Playing before helmets were required, he endured numerous injuries and some 500 stitches in his face. He spent the first 25 years of his 26-year NHL career with the Red Wings and ranks second in goals (801), ninth in assists (1,049) and third in points (1,853) in league history. Gordie Howe was a six-time Hart Trophy victor, and his list of achievements include scoring a 100 points at 41 years old (a National Hockey League record) and playing with his sons Mark and Marty Howe in the WHA.
Howe was diagnosed with dementia in 2012 and suffered two strokes in October 2014.
John Werner, Bristol, said Howe was probably one of the top 12 players in the world at that time.
He made his NHL debut in 1946 for the Detroit Red Wings and led the league in scoring each year from 1950 to 1954.
Howe became the first player in team sports to have his sons as teammates, according to his website, and he became the first grandfather to play professional hockey.
Playing with his sons, though, was what Howe said he was most proud of from his career.
With the announcement of the passing of Gordie Howe on Friday, tributes have poured in from around the around the world for the man known as “Mr. Hockey”. The three Howes ultimately moved onto the WHA’s New England Whalers, which was ultimately absorbed by the National Hockey League.
Coming from the west coast I knew who Gordie Howe was. “He was Mr. Hockey”.
“It is my honest hope that this bridge, which bears his name, will continue this proud legacy by accelerating the flow of people, merchandise and services between our great nations for years to come”, Mr.

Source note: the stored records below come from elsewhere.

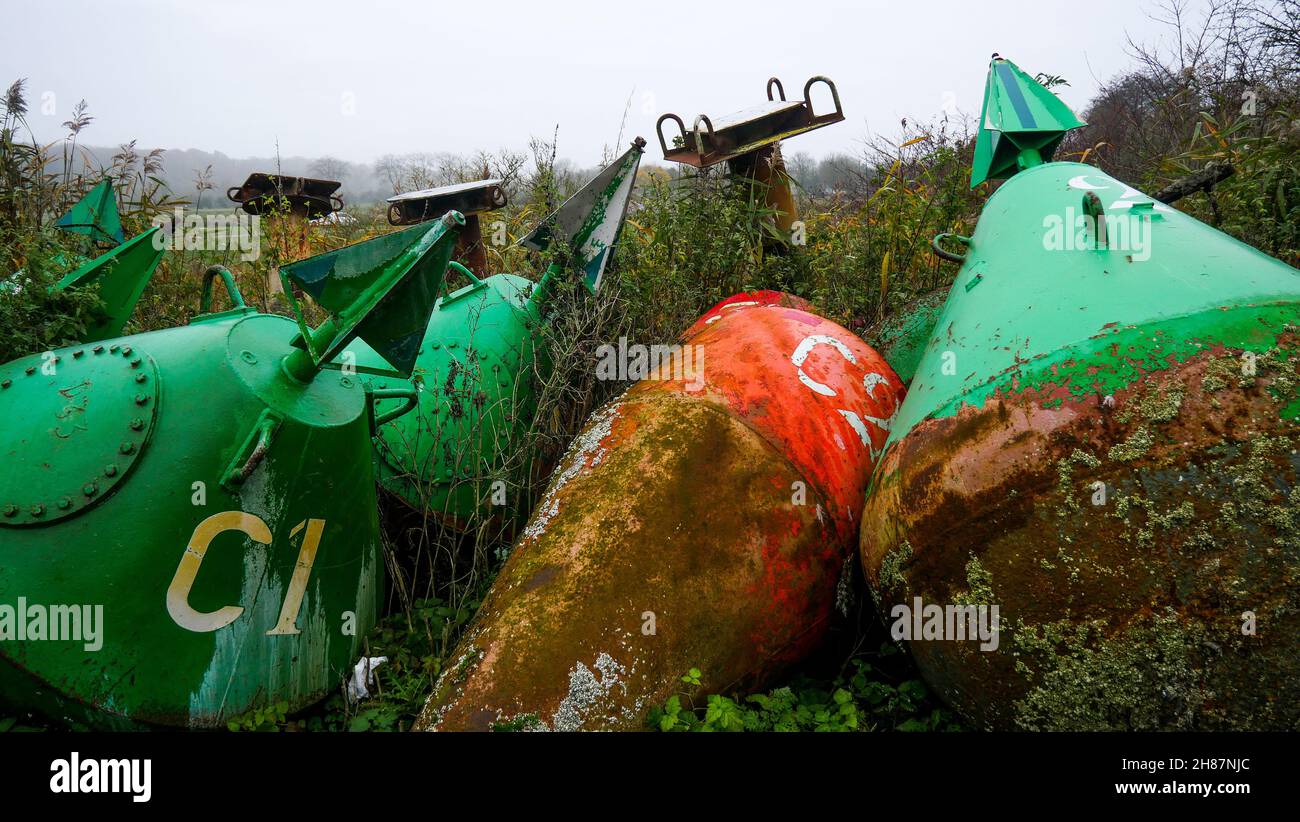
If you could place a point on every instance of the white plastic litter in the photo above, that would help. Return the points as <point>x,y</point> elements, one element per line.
<point>363,675</point>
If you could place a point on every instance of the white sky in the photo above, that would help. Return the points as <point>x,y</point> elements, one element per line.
<point>234,76</point>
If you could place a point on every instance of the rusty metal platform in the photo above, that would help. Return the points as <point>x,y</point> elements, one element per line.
<point>468,198</point>
<point>307,197</point>
<point>711,142</point>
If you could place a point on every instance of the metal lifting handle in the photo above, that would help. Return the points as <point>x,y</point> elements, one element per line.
<point>232,289</point>
<point>375,394</point>
<point>475,282</point>
<point>658,128</point>
<point>835,95</point>
<point>255,445</point>
<point>949,255</point>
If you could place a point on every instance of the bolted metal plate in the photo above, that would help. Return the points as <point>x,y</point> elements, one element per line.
<point>76,424</point>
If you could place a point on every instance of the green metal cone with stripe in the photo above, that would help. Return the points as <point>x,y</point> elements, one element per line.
<point>189,523</point>
<point>589,221</point>
<point>95,216</point>
<point>480,363</point>
<point>1101,440</point>
<point>121,276</point>
<point>1021,124</point>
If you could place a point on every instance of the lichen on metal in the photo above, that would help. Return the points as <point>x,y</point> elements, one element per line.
<point>1106,433</point>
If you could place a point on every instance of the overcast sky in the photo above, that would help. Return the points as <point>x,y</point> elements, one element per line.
<point>362,78</point>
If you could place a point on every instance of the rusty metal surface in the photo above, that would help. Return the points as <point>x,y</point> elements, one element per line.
<point>1125,539</point>
<point>709,142</point>
<point>694,523</point>
<point>307,197</point>
<point>468,198</point>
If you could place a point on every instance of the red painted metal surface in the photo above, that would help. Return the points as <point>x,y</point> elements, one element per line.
<point>701,520</point>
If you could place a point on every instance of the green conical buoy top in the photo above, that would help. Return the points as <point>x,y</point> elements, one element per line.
<point>381,290</point>
<point>590,220</point>
<point>95,216</point>
<point>121,276</point>
<point>1021,124</point>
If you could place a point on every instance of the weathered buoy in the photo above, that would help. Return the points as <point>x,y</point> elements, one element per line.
<point>187,518</point>
<point>703,519</point>
<point>1101,442</point>
<point>479,364</point>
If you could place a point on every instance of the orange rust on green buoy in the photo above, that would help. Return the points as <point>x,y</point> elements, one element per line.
<point>701,520</point>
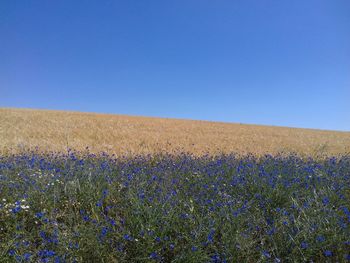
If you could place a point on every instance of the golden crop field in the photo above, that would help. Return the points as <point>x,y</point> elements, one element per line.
<point>127,135</point>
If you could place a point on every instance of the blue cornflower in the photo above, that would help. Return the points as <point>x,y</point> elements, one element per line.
<point>266,254</point>
<point>26,256</point>
<point>211,236</point>
<point>16,209</point>
<point>104,231</point>
<point>153,255</point>
<point>215,258</point>
<point>320,238</point>
<point>105,192</point>
<point>39,215</point>
<point>328,253</point>
<point>46,253</point>
<point>127,237</point>
<point>325,200</point>
<point>304,245</point>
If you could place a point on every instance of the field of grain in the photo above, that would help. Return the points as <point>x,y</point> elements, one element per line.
<point>128,135</point>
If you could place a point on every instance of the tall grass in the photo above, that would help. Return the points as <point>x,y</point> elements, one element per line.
<point>97,208</point>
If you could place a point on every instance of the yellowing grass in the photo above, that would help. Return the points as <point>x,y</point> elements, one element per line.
<point>59,130</point>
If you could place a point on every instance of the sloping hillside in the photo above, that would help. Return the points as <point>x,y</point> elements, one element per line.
<point>119,134</point>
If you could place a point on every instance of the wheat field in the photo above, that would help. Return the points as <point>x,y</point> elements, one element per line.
<point>128,135</point>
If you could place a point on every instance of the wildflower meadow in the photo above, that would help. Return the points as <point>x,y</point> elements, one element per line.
<point>82,207</point>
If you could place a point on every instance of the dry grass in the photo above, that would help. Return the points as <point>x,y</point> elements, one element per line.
<point>57,130</point>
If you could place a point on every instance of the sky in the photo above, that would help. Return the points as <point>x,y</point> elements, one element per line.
<point>283,63</point>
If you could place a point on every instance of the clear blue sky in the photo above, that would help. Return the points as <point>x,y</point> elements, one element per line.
<point>275,62</point>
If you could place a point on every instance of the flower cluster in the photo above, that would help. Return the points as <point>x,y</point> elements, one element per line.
<point>78,207</point>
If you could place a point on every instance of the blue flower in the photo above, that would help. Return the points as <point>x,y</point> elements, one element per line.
<point>325,200</point>
<point>320,238</point>
<point>328,253</point>
<point>153,255</point>
<point>16,209</point>
<point>127,237</point>
<point>39,215</point>
<point>304,245</point>
<point>266,254</point>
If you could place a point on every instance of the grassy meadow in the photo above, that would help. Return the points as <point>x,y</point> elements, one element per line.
<point>162,190</point>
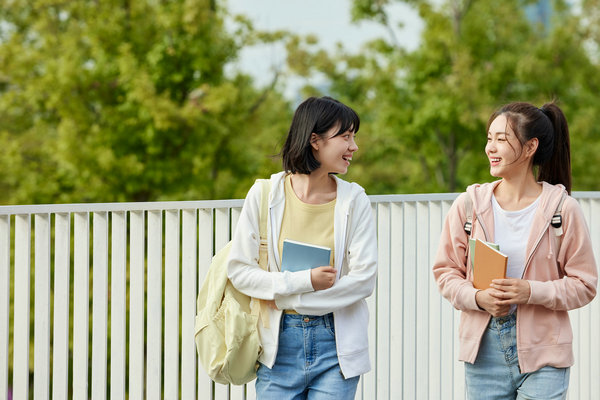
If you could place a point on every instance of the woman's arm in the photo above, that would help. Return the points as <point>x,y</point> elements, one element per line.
<point>243,269</point>
<point>449,267</point>
<point>361,254</point>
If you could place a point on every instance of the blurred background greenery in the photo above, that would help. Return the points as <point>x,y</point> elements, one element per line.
<point>134,100</point>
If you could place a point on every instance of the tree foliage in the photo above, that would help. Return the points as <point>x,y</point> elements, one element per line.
<point>129,101</point>
<point>425,111</point>
<point>133,100</point>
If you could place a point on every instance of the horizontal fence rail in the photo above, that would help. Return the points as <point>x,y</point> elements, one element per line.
<point>98,301</point>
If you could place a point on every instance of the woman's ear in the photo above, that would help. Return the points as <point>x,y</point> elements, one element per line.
<point>314,141</point>
<point>531,147</point>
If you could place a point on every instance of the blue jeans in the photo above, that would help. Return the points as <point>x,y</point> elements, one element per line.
<point>496,374</point>
<point>306,366</point>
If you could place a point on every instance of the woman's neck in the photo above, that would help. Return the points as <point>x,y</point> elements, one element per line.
<point>314,188</point>
<point>516,193</point>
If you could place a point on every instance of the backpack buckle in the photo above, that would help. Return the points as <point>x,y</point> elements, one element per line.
<point>467,227</point>
<point>556,221</point>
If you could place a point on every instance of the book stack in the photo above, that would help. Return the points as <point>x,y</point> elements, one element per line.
<point>488,263</point>
<point>297,256</point>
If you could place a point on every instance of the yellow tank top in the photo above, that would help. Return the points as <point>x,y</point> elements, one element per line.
<point>309,223</point>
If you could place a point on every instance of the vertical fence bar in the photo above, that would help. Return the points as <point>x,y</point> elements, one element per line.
<point>205,253</point>
<point>436,387</point>
<point>62,274</point>
<point>368,383</point>
<point>396,306</point>
<point>41,331</point>
<point>383,301</point>
<point>154,307</point>
<point>21,306</point>
<point>4,302</point>
<point>171,367</point>
<point>423,277</point>
<point>99,305</point>
<point>118,313</point>
<point>188,303</point>
<point>81,307</point>
<point>222,222</point>
<point>136,304</point>
<point>409,261</point>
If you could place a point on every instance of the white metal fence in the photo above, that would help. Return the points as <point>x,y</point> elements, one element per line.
<point>123,277</point>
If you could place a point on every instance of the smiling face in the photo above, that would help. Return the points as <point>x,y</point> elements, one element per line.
<point>504,150</point>
<point>334,152</point>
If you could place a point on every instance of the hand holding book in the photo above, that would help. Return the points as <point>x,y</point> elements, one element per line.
<point>298,256</point>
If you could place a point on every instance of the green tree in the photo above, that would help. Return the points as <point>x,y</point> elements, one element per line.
<point>129,101</point>
<point>424,112</point>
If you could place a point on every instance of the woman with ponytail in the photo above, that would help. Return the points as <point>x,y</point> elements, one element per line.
<point>515,336</point>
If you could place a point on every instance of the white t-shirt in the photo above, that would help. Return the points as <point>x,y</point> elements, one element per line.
<point>511,232</point>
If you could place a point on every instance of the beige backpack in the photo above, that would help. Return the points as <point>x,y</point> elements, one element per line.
<point>226,327</point>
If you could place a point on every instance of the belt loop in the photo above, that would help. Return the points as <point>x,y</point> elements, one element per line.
<point>329,320</point>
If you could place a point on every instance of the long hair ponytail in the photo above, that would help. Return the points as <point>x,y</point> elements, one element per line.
<point>549,125</point>
<point>557,169</point>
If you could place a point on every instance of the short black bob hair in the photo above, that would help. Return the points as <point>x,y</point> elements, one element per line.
<point>314,115</point>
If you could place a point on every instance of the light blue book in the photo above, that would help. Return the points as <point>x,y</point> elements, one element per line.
<point>297,256</point>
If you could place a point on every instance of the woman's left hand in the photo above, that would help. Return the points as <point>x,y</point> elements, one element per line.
<point>513,291</point>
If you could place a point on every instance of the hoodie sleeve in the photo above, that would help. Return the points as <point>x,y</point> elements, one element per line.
<point>578,285</point>
<point>361,257</point>
<point>449,269</point>
<point>243,269</point>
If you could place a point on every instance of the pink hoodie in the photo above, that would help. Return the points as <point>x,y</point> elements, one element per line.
<point>559,282</point>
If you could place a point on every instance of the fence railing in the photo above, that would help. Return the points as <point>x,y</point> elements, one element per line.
<point>114,291</point>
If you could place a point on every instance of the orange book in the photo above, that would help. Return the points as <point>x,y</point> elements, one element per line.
<point>489,264</point>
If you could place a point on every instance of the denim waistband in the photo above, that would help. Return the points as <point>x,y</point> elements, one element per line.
<point>504,321</point>
<point>307,320</point>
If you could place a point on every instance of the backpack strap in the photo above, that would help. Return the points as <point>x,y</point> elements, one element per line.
<point>260,308</point>
<point>468,226</point>
<point>556,220</point>
<point>264,212</point>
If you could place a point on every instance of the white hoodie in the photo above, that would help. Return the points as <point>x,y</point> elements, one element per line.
<point>355,261</point>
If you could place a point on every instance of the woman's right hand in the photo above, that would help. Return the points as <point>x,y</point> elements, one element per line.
<point>322,277</point>
<point>485,299</point>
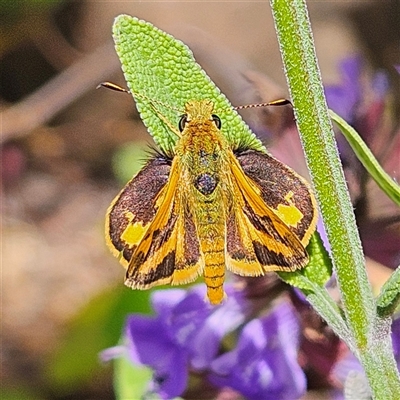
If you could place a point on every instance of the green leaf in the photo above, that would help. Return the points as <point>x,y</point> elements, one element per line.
<point>318,270</point>
<point>130,382</point>
<point>98,326</point>
<point>389,297</point>
<point>364,154</point>
<point>163,76</point>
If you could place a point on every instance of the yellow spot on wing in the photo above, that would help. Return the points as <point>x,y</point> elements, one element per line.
<point>133,233</point>
<point>290,215</point>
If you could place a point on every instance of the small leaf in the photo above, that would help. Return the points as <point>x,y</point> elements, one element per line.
<point>364,154</point>
<point>130,382</point>
<point>389,297</point>
<point>318,270</point>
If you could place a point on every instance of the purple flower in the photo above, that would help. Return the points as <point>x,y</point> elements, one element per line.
<point>184,335</point>
<point>264,363</point>
<point>345,97</point>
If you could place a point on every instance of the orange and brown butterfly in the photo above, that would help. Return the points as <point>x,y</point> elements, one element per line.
<point>205,207</point>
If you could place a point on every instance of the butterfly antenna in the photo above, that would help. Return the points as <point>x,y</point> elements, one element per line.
<point>279,102</point>
<point>117,88</point>
<point>112,86</point>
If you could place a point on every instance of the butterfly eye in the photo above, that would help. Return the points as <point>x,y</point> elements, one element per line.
<point>217,121</point>
<point>182,122</point>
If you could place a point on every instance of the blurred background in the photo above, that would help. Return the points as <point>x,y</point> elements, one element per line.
<point>67,149</point>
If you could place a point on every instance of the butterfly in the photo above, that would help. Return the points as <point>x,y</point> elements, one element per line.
<point>206,206</point>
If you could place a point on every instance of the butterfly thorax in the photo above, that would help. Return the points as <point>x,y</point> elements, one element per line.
<point>204,170</point>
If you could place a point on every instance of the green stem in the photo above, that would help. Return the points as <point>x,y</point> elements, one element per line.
<point>371,164</point>
<point>298,54</point>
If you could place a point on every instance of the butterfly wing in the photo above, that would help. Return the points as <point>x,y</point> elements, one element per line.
<point>168,252</point>
<point>260,237</point>
<point>133,209</point>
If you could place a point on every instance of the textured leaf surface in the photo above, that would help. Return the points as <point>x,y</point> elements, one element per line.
<point>163,75</point>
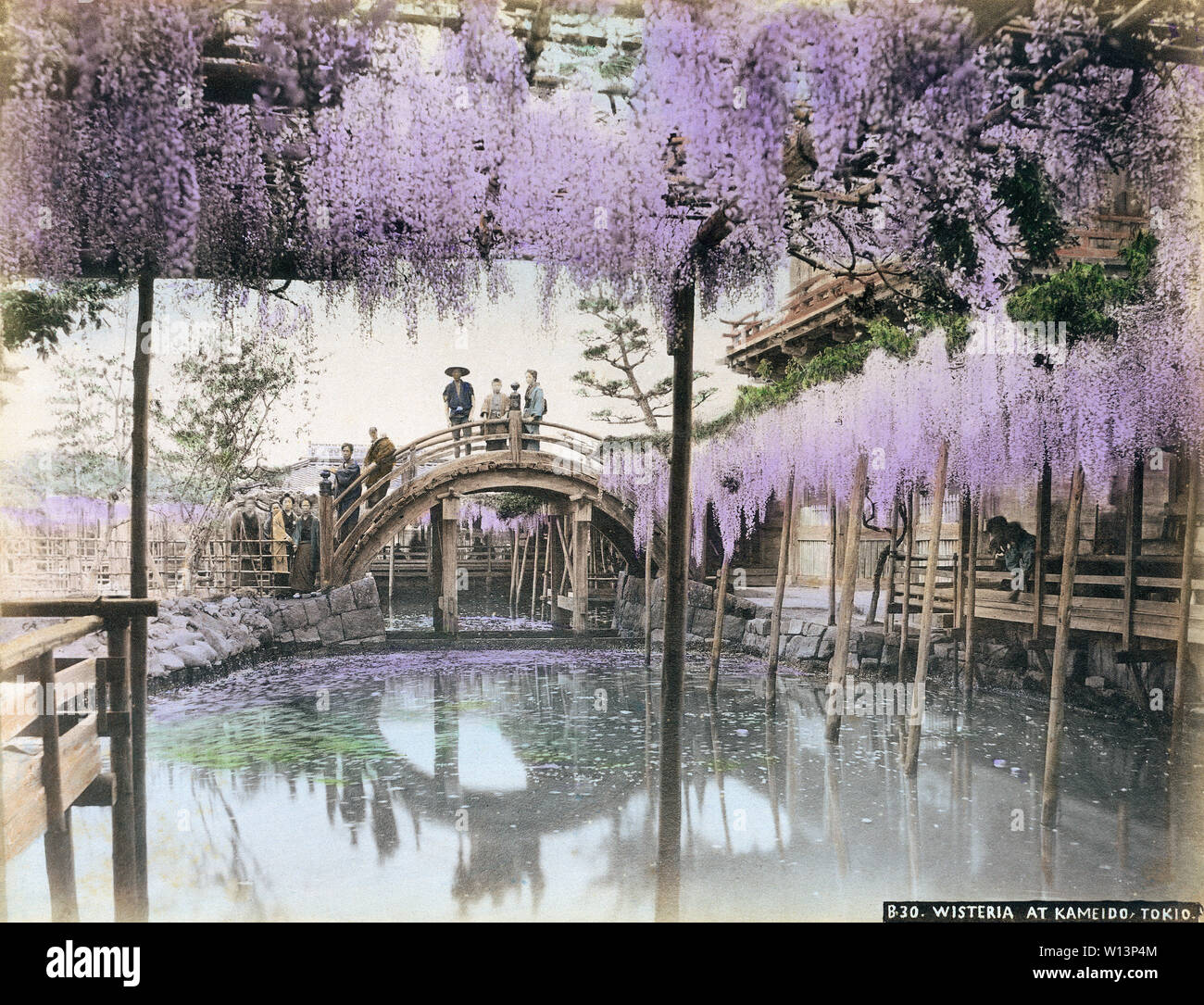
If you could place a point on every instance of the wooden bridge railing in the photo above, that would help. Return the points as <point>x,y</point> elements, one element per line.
<point>570,446</point>
<point>55,712</point>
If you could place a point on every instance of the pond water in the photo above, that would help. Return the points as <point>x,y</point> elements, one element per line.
<point>482,609</point>
<point>522,784</point>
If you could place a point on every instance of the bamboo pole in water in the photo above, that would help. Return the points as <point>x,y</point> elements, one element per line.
<point>140,453</point>
<point>831,555</point>
<point>847,594</point>
<point>717,642</point>
<point>1060,649</point>
<point>677,573</point>
<point>787,511</point>
<point>972,589</point>
<point>1185,601</point>
<point>534,571</point>
<point>915,711</point>
<point>908,555</point>
<point>648,601</point>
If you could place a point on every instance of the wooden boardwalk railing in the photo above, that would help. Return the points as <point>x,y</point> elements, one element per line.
<point>53,714</point>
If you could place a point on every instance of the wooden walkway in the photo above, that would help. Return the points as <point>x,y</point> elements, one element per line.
<point>53,716</point>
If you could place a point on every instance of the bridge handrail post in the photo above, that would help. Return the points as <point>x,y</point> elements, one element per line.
<point>325,529</point>
<point>516,433</point>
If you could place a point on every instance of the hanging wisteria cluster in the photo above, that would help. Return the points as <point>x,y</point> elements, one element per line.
<point>406,161</point>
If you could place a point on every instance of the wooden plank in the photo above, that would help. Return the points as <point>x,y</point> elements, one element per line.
<point>44,639</point>
<point>80,607</point>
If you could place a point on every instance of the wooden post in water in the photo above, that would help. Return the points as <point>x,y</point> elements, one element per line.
<point>557,570</point>
<point>831,555</point>
<point>787,510</point>
<point>534,571</point>
<point>1132,549</point>
<point>434,567</point>
<point>972,589</point>
<point>677,574</point>
<point>847,594</point>
<point>140,453</point>
<point>915,711</point>
<point>908,555</point>
<point>1060,649</point>
<point>125,859</point>
<point>393,556</point>
<point>648,599</point>
<point>449,530</point>
<point>583,513</point>
<point>1044,506</point>
<point>717,642</point>
<point>56,840</point>
<point>1183,663</point>
<point>326,530</point>
<point>890,568</point>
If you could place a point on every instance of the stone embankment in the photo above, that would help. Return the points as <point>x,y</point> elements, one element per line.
<point>193,634</point>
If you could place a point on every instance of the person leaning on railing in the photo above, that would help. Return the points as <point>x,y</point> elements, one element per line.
<point>533,408</point>
<point>378,465</point>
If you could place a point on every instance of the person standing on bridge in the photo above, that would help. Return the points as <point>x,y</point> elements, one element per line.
<point>305,541</point>
<point>533,408</point>
<point>378,465</point>
<point>495,409</point>
<point>345,477</point>
<point>460,403</point>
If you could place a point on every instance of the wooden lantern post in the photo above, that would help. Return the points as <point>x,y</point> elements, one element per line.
<point>1060,649</point>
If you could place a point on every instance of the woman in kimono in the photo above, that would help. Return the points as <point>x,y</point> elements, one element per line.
<point>281,546</point>
<point>345,475</point>
<point>305,541</point>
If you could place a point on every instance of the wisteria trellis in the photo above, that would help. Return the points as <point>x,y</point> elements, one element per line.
<point>406,163</point>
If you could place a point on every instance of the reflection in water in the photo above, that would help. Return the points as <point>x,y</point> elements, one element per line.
<point>522,784</point>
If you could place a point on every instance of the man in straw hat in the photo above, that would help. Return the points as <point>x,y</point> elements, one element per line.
<point>458,400</point>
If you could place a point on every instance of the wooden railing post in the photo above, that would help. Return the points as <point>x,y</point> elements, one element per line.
<point>325,530</point>
<point>127,901</point>
<point>56,843</point>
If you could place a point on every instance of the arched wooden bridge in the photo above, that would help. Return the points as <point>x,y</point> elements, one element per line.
<point>432,474</point>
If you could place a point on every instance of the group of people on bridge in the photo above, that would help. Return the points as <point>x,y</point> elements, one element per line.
<point>284,547</point>
<point>460,405</point>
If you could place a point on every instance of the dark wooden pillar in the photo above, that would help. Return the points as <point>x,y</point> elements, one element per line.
<point>787,511</point>
<point>56,841</point>
<point>127,901</point>
<point>449,532</point>
<point>434,567</point>
<point>1135,505</point>
<point>1060,649</point>
<point>140,454</point>
<point>847,592</point>
<point>325,530</point>
<point>1043,546</point>
<point>1183,662</point>
<point>582,514</point>
<point>915,710</point>
<point>677,572</point>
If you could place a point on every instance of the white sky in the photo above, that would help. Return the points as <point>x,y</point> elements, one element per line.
<point>380,377</point>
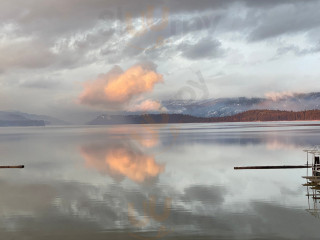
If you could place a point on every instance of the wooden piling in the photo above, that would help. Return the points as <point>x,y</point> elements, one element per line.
<point>272,167</point>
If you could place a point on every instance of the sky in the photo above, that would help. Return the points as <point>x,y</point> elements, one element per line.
<point>73,59</point>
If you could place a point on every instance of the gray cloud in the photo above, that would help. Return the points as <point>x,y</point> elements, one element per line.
<point>204,48</point>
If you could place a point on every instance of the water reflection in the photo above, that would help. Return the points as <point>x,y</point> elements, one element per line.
<point>122,160</point>
<point>115,182</point>
<point>122,157</point>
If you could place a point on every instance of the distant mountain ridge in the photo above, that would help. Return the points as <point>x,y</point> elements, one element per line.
<point>222,107</point>
<point>13,118</point>
<point>248,116</point>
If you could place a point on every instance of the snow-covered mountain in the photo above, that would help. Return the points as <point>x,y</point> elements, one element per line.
<point>229,106</point>
<point>13,118</point>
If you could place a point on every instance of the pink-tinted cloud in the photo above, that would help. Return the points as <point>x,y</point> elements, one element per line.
<point>146,105</point>
<point>119,87</point>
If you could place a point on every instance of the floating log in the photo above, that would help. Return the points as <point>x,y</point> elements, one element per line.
<point>272,167</point>
<point>18,166</point>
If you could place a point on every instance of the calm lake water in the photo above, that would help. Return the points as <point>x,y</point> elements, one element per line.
<point>156,182</point>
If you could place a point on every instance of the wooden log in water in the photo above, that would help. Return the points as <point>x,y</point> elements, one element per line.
<point>272,167</point>
<point>18,166</point>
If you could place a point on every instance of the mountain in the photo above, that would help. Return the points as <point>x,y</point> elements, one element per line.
<point>248,116</point>
<point>11,118</point>
<point>230,106</point>
<point>47,119</point>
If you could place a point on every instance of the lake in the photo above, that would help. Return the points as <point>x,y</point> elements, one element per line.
<point>170,181</point>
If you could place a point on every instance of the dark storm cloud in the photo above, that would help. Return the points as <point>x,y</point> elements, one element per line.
<point>288,19</point>
<point>49,21</point>
<point>298,51</point>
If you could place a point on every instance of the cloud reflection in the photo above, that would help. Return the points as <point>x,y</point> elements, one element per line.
<point>123,159</point>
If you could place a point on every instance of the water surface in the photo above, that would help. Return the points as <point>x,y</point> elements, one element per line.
<point>156,182</point>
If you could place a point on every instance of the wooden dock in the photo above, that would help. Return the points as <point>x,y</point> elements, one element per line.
<point>273,167</point>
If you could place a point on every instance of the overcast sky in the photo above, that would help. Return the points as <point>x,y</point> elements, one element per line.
<point>50,49</point>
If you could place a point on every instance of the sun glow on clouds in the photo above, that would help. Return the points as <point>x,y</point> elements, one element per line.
<point>117,88</point>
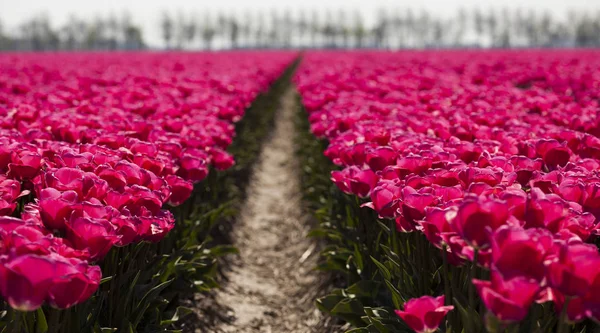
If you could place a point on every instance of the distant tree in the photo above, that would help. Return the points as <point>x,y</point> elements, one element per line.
<point>208,31</point>
<point>359,29</point>
<point>167,26</point>
<point>112,28</point>
<point>260,30</point>
<point>234,31</point>
<point>190,29</point>
<point>132,34</point>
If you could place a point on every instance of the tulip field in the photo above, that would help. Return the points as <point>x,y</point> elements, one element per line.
<point>456,191</point>
<point>481,172</point>
<point>98,152</point>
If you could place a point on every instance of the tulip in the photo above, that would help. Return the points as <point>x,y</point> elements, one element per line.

In 1980, Howe retired for the second time at age 52 after playing for the Hartford Whalers. In the summer of 1973, a former teammate of Gordie’s, Bill Dineen, was trying to sign Howe’s two older sons: Marty, who was 19 at the time; and Mark, who was 18.
“I’d forgotten my shin pads, and he let me wear his”, Yzerman said. “He’s a credit to the game and a credit to life.” – former Flyers defenseman Joe Watson. Howe played his final season for a team that had a losing record and was swept in the first round of the playoffs.
“We told them the news today and they were all very sad”, she said.
His kindness was an irony lost on no one who saw Howe play: On the ice, he was the polar opposite – his elbows leveled many an opponent, but his personality enchanted. While he was “Mr. Hockey” to the sports world, he was that and so much more to Detroiters and Michiganders.